Finding Christ in Christmas, Part 1
Spirituality Column #212
November 30, 2010
Current in Carmel - Current in Westfield - Current in Noblesville
(Indianapolis north suburban home newspapers)
Finding Christ in Christmas, Part 1
By Bob Walters
There’s an old theology joke about God playing hide and seek with man.
Everywhere God hid – mountains, oceans, stars, streams, books, paintings, culture, music and magistrates – man found Him. God succeeded only when an angel suggested, “Hide in the human heart; man will never look for You there.”
Then there is Dorothy, who needed only to search her heart and click together the heels of the shoes she was already wearing to find her way home.

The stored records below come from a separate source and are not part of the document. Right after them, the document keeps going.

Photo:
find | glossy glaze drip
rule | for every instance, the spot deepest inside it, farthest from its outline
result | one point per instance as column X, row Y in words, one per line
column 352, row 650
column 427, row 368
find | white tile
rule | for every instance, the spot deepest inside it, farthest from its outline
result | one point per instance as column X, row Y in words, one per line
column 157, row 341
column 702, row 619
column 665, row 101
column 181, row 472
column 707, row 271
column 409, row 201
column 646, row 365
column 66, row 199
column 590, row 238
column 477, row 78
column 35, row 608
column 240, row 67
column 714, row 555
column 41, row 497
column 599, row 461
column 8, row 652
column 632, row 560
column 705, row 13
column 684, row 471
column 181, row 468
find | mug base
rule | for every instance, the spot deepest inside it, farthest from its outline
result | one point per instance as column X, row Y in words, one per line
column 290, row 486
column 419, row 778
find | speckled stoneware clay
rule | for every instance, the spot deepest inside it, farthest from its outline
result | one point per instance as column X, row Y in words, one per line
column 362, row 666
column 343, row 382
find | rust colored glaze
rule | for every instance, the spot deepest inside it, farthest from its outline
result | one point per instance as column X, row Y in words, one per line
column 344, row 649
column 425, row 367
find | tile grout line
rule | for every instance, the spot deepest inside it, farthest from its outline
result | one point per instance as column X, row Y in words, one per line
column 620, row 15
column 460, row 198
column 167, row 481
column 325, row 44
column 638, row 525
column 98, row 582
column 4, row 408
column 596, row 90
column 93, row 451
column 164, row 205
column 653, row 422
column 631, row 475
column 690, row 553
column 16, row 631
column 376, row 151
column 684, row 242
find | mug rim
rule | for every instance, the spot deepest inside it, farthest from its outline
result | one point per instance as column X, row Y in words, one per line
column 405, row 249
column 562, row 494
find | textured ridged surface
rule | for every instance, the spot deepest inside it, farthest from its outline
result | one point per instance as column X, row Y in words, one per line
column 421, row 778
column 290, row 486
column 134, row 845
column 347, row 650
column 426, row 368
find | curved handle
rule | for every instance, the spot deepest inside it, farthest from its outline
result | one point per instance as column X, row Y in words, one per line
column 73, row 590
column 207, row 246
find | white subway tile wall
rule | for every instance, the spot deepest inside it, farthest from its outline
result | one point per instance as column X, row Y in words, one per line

And there is the wandering drunk who stumbled upon a riverside revival. He was grabbed and dunked. The third time the unwitting sot was pulled up out of the baptismal waters, the thundering preacher once again demanded, “Have you found Jesus?” The soaked and stammering man gasped, coughed and sputtered, “I-I-I didn’t know I was supposed to be looking for him!”
So, three quick lessons. 1. God is always right here. 2. Home is where our heart is. And 3, the most underrated belief is to simply believe we’re supposed to look for Jesus.
Christmas is a great time to look for Jesus – the person of Christ, the Son of God, the unique and holy Word of God, the salvation of mankind ... the voice crying in the wilderness.
Jesus is especially easy to see this time of year. What does one think all the lights are for?
Notice loving people doing loving things for other people – buying gifts, preparing meals, decorating their homes, being hospitable. That’s the servant heart of the Lord Christ in action.
Yet we also notice the immense efforts of those trying to hide God, cloak Christ and make Christmas about worldly desires. That’s the wicked heart of Satan, the lord of the earth who exalts man over a God who Satan prefers people don’t seek.
At His earthly arrival, Christ wasn’t the powerful conquering warrior for whom the Jewish Nation awaited and prayed. Jesus was a helpless, humble baby born away in a manger to the frightened teenager Mary whose immaculate heart led her to obey God regardless of legitimate earthly peril.
And so Jesus came gently, I like to think, into that still, silent, good night.
Satan vigorously seeks to remove all that gentility, love, servant, humility, salvation stuff from the Christmas story, but commerce and greed are no match for the glory of God in Christ.
So be strong. Seek Jesus, search your heart, and find Christmas.